1. A valve comprising an elongate displaceable element (12, 114) carrying a valve member (8, 106) for movement between open and closed positions, the displaceable element (12, 114) being resiliently biassed in one direction and being retained against displacement in that direction by a retaining element (36, 130), the retaining element (36, 130) being operable to release the displaceable element (12, 114) for movement in the direction of resilient bias, characterized in that the retaining element (36, 130) has an opening (64, 134) through which the displaceable element (12, 114) extends, the retaining element (36, 130) being tiltable between a retaining position, in which the opening (64,134) is oblique with respect to the displacement direction of the displaceable element (12, 114) and a release position, in which the opening (64, 134) is substantially aligned with the displacement direction of the displaceable element (12, 114).
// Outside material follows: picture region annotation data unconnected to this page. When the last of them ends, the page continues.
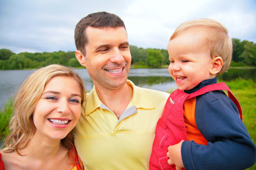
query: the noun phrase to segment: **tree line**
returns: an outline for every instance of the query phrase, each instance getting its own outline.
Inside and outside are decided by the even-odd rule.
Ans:
[[[233,38],[233,53],[231,66],[256,66],[256,44],[247,40]],[[130,45],[132,64],[136,67],[159,68],[169,65],[169,55],[165,49],[142,48]],[[72,67],[80,64],[74,51],[53,52],[14,53],[8,49],[0,50],[0,69],[37,69],[51,64]]]

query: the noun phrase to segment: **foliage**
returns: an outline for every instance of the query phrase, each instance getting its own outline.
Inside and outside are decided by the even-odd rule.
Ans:
[[[147,57],[146,62],[149,67],[160,67],[164,61],[164,56],[158,50],[149,48],[146,50]]]
[[[14,113],[13,99],[10,98],[4,106],[4,110],[0,110],[0,142],[9,133],[9,125]]]
[[[256,66],[256,44],[233,38],[231,66]],[[169,54],[165,49],[144,49],[130,45],[132,64],[135,67],[160,67],[169,65]],[[15,54],[8,49],[0,49],[0,69],[37,69],[51,64],[79,67],[75,52],[21,52]]]

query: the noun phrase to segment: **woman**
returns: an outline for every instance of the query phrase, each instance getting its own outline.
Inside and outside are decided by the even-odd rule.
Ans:
[[[63,66],[29,76],[16,94],[11,132],[0,152],[5,169],[83,169],[72,130],[85,92],[78,74]]]

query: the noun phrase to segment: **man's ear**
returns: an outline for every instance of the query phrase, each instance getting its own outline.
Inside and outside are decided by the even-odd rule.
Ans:
[[[75,52],[75,57],[77,58],[77,60],[78,60],[79,63],[85,67],[85,57],[83,55],[83,54],[82,53],[82,52],[80,52],[80,50],[76,50]]]
[[[210,74],[217,74],[223,66],[223,60],[220,56],[213,59],[212,65],[210,69]]]

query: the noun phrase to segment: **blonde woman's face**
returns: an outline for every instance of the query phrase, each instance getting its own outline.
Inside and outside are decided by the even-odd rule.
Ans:
[[[80,116],[80,91],[78,82],[73,77],[58,76],[50,79],[33,113],[35,135],[42,139],[63,139]]]

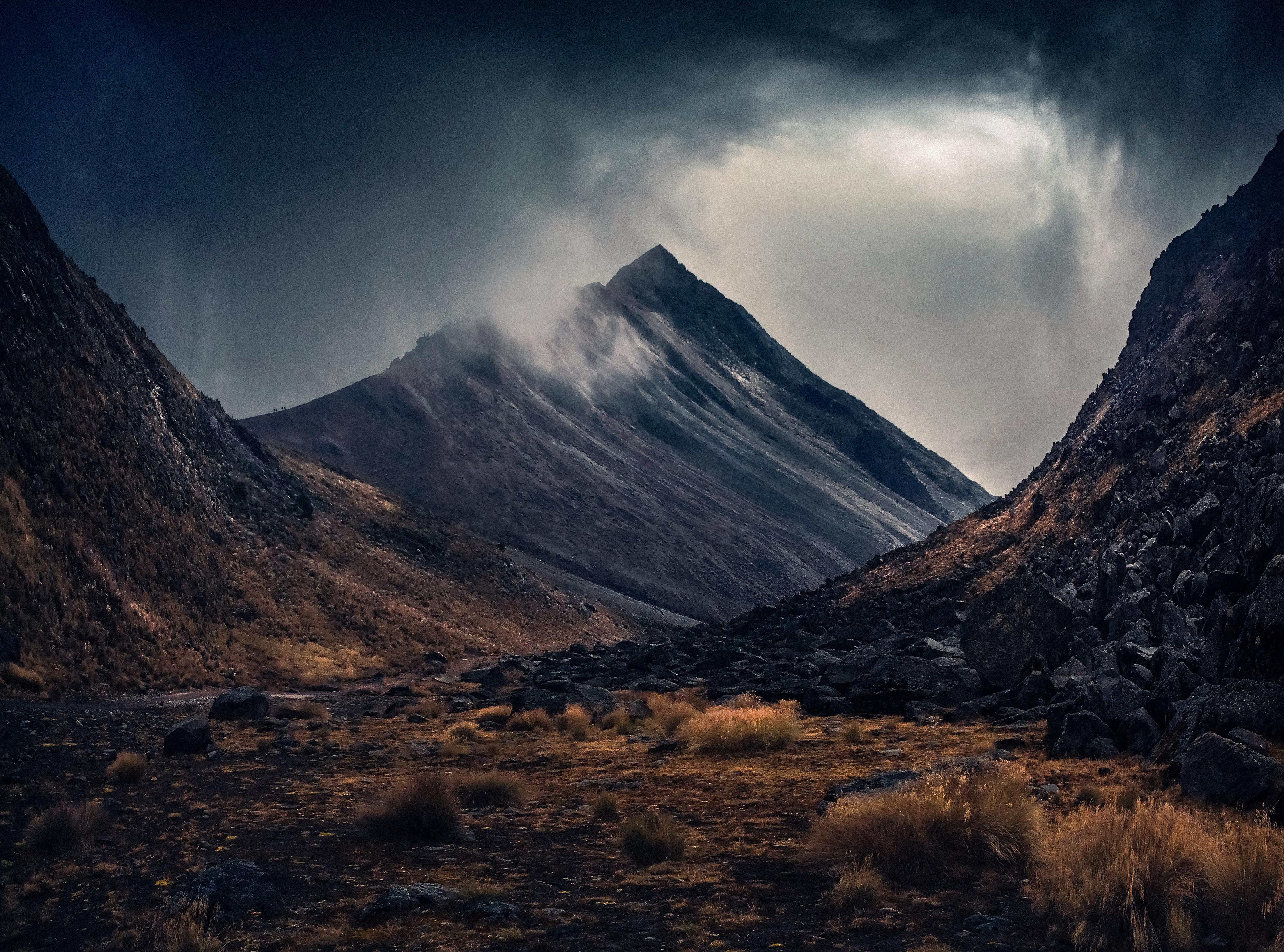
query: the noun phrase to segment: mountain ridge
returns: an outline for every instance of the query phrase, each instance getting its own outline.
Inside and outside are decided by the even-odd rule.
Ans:
[[[729,617],[991,497],[656,245],[546,339],[448,325],[244,421],[556,567]],[[489,461],[489,462],[485,462]]]

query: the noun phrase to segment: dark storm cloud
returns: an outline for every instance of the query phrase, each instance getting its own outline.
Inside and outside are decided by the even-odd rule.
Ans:
[[[238,414],[663,240],[1002,490],[1284,126],[1278,4],[175,6],[6,4],[0,162]]]

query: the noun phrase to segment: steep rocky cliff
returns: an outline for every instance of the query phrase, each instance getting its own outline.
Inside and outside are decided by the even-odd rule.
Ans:
[[[1267,803],[1284,776],[1267,756],[1284,739],[1281,407],[1284,135],[1156,260],[1118,363],[1007,497],[728,624],[548,656],[535,680],[1046,718],[1058,754],[1129,749],[1197,795]]]
[[[0,677],[325,681],[616,629],[494,545],[266,449],[0,169]]]
[[[706,620],[991,499],[659,246],[583,289],[550,339],[451,326],[384,373],[245,426]]]

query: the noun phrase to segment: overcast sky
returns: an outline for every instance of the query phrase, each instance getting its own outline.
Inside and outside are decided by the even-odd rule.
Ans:
[[[0,164],[236,416],[660,242],[1002,493],[1284,128],[1279,3],[169,6],[5,3]]]

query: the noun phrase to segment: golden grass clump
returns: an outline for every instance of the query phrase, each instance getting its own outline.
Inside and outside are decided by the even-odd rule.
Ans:
[[[1216,931],[1267,948],[1284,920],[1284,831],[1139,801],[1081,807],[1053,833],[1035,871],[1035,906],[1081,949],[1167,952]]]
[[[132,751],[121,751],[107,767],[107,775],[122,784],[136,784],[148,769],[148,758]]]
[[[508,704],[492,704],[473,712],[473,720],[478,724],[496,724],[501,727],[508,722],[510,716],[512,708]]]
[[[225,943],[209,925],[209,906],[193,902],[157,929],[157,947],[162,952],[221,952]]]
[[[796,701],[764,704],[752,694],[742,694],[732,704],[691,717],[678,727],[678,736],[697,753],[746,753],[788,747],[801,731]]]
[[[681,860],[687,852],[687,837],[672,816],[648,810],[620,828],[620,848],[634,866],[655,866]]]
[[[526,799],[526,781],[502,770],[470,771],[455,780],[455,795],[470,807],[511,807]]]
[[[648,697],[647,707],[651,708],[651,720],[668,735],[672,735],[678,727],[700,713],[698,708],[691,702],[669,694],[654,694]]]
[[[1025,771],[932,776],[877,795],[845,797],[815,822],[805,854],[811,862],[869,862],[885,875],[931,883],[969,863],[1019,869],[1036,857],[1043,812]]]
[[[5,684],[12,684],[15,688],[22,688],[23,690],[44,690],[45,679],[37,675],[35,671],[21,665],[14,665],[12,661],[0,665],[0,680]]]
[[[602,730],[615,731],[620,736],[636,734],[638,730],[637,724],[633,721],[633,716],[623,707],[618,707],[614,711],[603,713],[597,718],[597,726]]]
[[[593,715],[583,704],[568,704],[555,718],[557,730],[566,731],[571,740],[588,740],[588,729],[593,725]]]
[[[462,830],[455,785],[437,774],[419,774],[395,786],[361,813],[361,822],[377,839],[447,843]]]
[[[508,718],[508,730],[546,731],[553,729],[553,718],[543,708],[521,711]]]
[[[611,821],[620,819],[620,798],[614,793],[602,793],[593,801],[593,819]]]
[[[81,849],[108,826],[103,807],[94,802],[55,803],[27,826],[27,846],[37,853],[59,854]]]
[[[833,889],[824,894],[831,906],[841,910],[872,910],[882,905],[887,884],[868,860],[847,866]]]

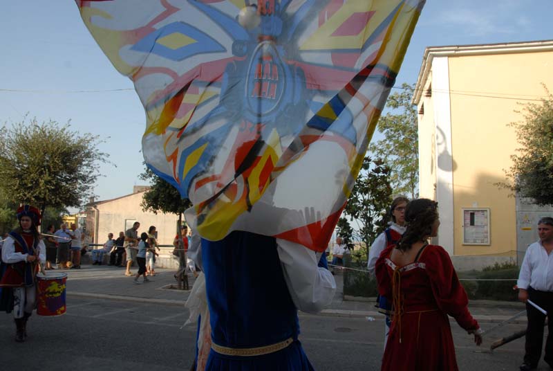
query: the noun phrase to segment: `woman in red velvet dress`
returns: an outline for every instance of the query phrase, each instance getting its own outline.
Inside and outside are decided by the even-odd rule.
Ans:
[[[438,203],[409,202],[405,221],[400,242],[383,251],[376,263],[379,293],[393,303],[394,311],[382,369],[458,370],[447,315],[474,334],[478,345],[482,331],[447,252],[427,242],[440,226]]]

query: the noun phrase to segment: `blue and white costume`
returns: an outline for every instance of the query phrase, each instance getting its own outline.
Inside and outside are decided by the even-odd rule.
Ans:
[[[297,309],[317,312],[336,290],[326,257],[288,241],[236,231],[202,239],[212,327],[206,370],[310,370]]]

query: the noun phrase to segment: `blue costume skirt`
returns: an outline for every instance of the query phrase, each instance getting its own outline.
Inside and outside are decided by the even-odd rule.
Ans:
[[[278,352],[254,356],[220,354],[212,350],[206,371],[315,371],[299,341]]]

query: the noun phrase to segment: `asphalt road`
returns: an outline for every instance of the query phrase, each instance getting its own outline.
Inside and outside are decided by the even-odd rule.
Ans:
[[[3,370],[186,370],[194,356],[196,329],[181,329],[187,312],[180,306],[68,296],[68,313],[30,318],[29,338],[13,341],[11,315],[0,315],[0,364]],[[300,316],[302,341],[318,371],[379,370],[382,323],[365,318]],[[491,327],[493,324],[482,324]],[[483,346],[452,323],[461,370],[518,370],[523,338],[490,353],[491,341],[521,329],[507,325],[490,334]],[[542,362],[538,370],[550,370]]]

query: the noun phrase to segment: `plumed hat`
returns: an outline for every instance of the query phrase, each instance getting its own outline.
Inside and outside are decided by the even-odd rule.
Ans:
[[[17,220],[21,221],[23,217],[29,217],[32,220],[35,226],[40,225],[40,219],[42,217],[40,210],[30,205],[23,205],[17,209]]]

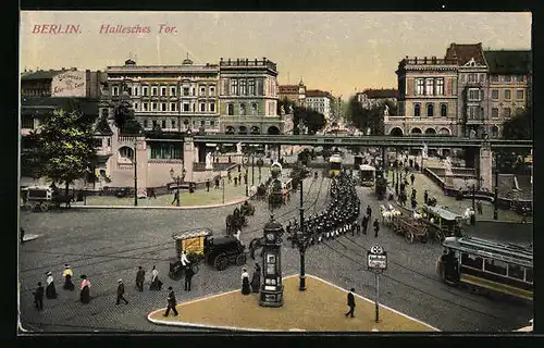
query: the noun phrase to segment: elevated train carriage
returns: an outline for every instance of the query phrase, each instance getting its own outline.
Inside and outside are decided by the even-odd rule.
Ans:
[[[474,237],[446,237],[442,279],[479,293],[533,300],[533,250]]]
[[[329,159],[330,169],[329,174],[331,176],[338,176],[342,169],[342,156],[339,153],[334,153]]]

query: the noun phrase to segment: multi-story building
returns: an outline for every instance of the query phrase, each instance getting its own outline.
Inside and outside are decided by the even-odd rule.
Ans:
[[[137,65],[127,60],[108,66],[107,73],[108,99],[119,101],[126,92],[144,129],[219,132],[217,64],[193,64],[188,58],[181,65]]]
[[[277,97],[293,101],[297,107],[306,105],[306,86],[300,79],[298,85],[280,85]]]
[[[331,120],[333,96],[327,91],[308,89],[306,91],[306,108],[322,113],[326,122]]]
[[[398,110],[384,116],[385,134],[458,134],[457,60],[406,57],[396,74]]]
[[[482,44],[452,44],[446,59],[457,61],[457,135],[482,137],[487,133],[487,64]]]
[[[221,133],[282,134],[277,114],[276,64],[263,58],[221,59],[220,114]]]
[[[363,109],[372,109],[383,105],[386,101],[397,104],[398,90],[391,89],[364,89],[357,94],[357,101],[361,103]]]
[[[506,120],[531,105],[531,51],[484,51],[483,54],[489,66],[487,134],[498,137]]]

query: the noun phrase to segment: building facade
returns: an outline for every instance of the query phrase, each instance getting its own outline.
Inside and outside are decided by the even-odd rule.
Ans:
[[[357,94],[357,101],[361,103],[363,109],[372,109],[383,105],[386,101],[397,104],[398,90],[391,89],[364,89]]]
[[[487,133],[487,64],[482,44],[452,44],[446,59],[457,61],[457,134],[481,138]]]
[[[531,107],[531,51],[484,51],[483,54],[489,66],[487,133],[499,137],[505,121]]]
[[[306,85],[302,79],[298,85],[280,85],[277,97],[283,100],[287,99],[295,103],[297,107],[306,105]]]
[[[267,58],[221,59],[219,74],[221,133],[283,134],[274,62]]]
[[[386,135],[458,135],[457,61],[406,57],[396,74],[398,110],[384,116]]]
[[[327,91],[308,89],[306,91],[306,108],[322,113],[329,123],[332,117],[333,96]]]

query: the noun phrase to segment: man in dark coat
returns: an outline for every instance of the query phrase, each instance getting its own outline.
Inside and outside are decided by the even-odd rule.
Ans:
[[[367,231],[369,229],[369,217],[367,215],[362,216],[361,225],[362,225],[362,227],[361,227],[362,233],[367,234]]]
[[[380,222],[374,220],[374,237],[378,237],[378,232],[380,232]]]
[[[193,276],[195,275],[195,271],[189,266],[185,269],[185,291],[190,291],[190,281],[193,279]]]
[[[125,304],[128,304],[128,301],[126,300],[126,298],[123,297],[123,295],[125,294],[125,285],[123,284],[123,279],[119,279],[118,283],[119,283],[119,285],[118,285],[118,301],[115,302],[115,304],[119,304],[121,300],[125,301]]]
[[[38,282],[38,288],[34,294],[34,303],[36,304],[36,309],[38,311],[44,310],[44,286],[41,286],[41,282]]]
[[[146,271],[141,269],[141,266],[138,268],[138,272],[136,272],[136,286],[138,287],[138,290],[144,291],[144,281],[146,279]]]
[[[172,289],[172,286],[169,286],[169,291],[170,291],[169,297],[168,297],[169,306],[166,308],[166,312],[163,315],[169,316],[170,310],[172,310],[174,312],[174,315],[177,316],[177,310],[175,309],[175,304],[176,304],[175,295],[174,295],[174,290]]]
[[[346,314],[346,318],[351,314],[351,318],[355,318],[354,313],[355,313],[355,296],[354,296],[354,291],[355,289],[351,288],[349,290],[349,293],[347,294],[347,306],[349,306],[349,312],[347,312]]]

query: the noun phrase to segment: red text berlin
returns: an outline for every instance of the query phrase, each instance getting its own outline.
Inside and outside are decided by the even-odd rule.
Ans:
[[[74,24],[36,24],[33,34],[82,34],[82,29]]]

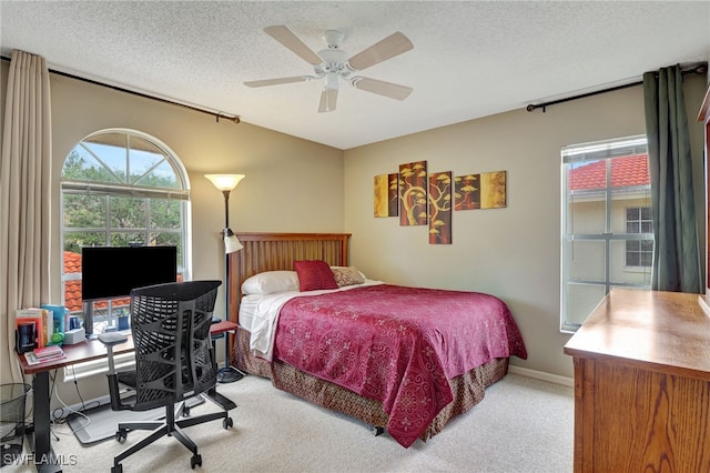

2. A valve as claimed in claim 1, characterized in that the retaining element (36, 130) is the armature of a solenoid (32, 124).

3. A valve as claimed in claim 2, characterized in that the retaining element (36, 130) comprises a plate which is tiltable relatively to a winding (42) of the solenoid (32, 124) about an axis which is parallel to the plane of the plate (36, 130).

4. A valve as claimed in claim 3, characterized in that the plate (36, 130) is disposed at one edge region between oppositely disposed surfaces of the solenoid (32, 124) to limit pivotal movement of the plate (36, 130).

5. A valve as claimed in any one of claims 2 to 4, characterized in that the armature (36, 130) is spring-loaded towards the tilted position.

6. A valve as claimed in any one of the preceding claims, characterized in that the displaceable element (12, 114) is resiliently biassed towards the closed position of the valve.

7. A valve as claimed in any one of the preceding claims, characterized in that a flow sensor (68) is provided which is responsive to flow through the valve, timer circuitry being provided which receives input from the flow sensor, the circuitry being adapted to cause closure of the valve after a predetermined period of continuous flow through the valve.

8. A solenoid comprising an armature (36) and a winding (42), characterized in that the armature is pivotable relatively to the winding.

9. A solenoid as claimed in claim 8, characterized in that the armature (36) and the winding (42) are provided with aligned openings (64, 66).

10. A solenoid as claimed in claim 8 or 9, characterized in that the armature (36) comprises a plate, which is pivotable relatively to the winding (42) about an axis which extends parallel to the plate.